Toshiba’s newly appointed Chief Executive Officer and Chairman, Nobuaki Kurumatani, has reiterated the company’s goal of divesting itself of its chip business even in the midst of regulatory battles it is currently facing. Toshiba signed a Memorandum of Understanding (MoU) with Bain Capital in September last year to sell its NAND memory chip division to the consortium led by the Boston, Massachusetts-based private equity firm.
The MoU signifies the completion of the negotiation process for the sale of the chip unit for 2 trillion yen, which translates to $18 billion.

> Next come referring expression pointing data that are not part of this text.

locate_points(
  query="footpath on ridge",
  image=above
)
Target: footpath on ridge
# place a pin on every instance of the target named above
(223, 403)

The transaction was initially expected to conclude last March 31, though China’s move to delay its approval of the deal has left the sale process in pending status. Now the transaction has until April 13 to secure the requisite regulatory clearance to meet the new deadline for closing the deal on May 1 as part of its agreement with the Bain Capital-led group. It is understood that Toshiba is resolved to close the deal as soon as possible as the Japanese conglomerate is reeling from a huge cash crunch after its U.S. nuclear business Westinghouse Electric Company filed for bankruptcy early last year. The company was also pressured by the Tokyo Stock Exchange to recover from the negative shareholder equity, with a threat of being delisted. However, that is no longer the case now after the company sold 600 billion yen of new stock and is also in talks to sell its nuclear business for 410 billion yen, according to a report from Bloomberg.
At present, Toshiba is waiting for China’s decision on an antitrust approval filed by Bain Capital in the country last year as the final step in the transaction. Kurumatani, however, explained that if China refuses to approve the deal, it will be considered as what he calls “material change”, which will allow Toshiba to end the sale process and resort to other options such as renegotiating the deal for a higher price or filing an initial public offering for the chip business. It was reported shortly after the signing of the MoU that majority of Toshiba’s directors were supposedly more inclined toward favoring the bid from a Western Digital-led consortium, though it would have raised antitrust concerns in the country since the group is backed by direct rivals of Toshiba’s chip division.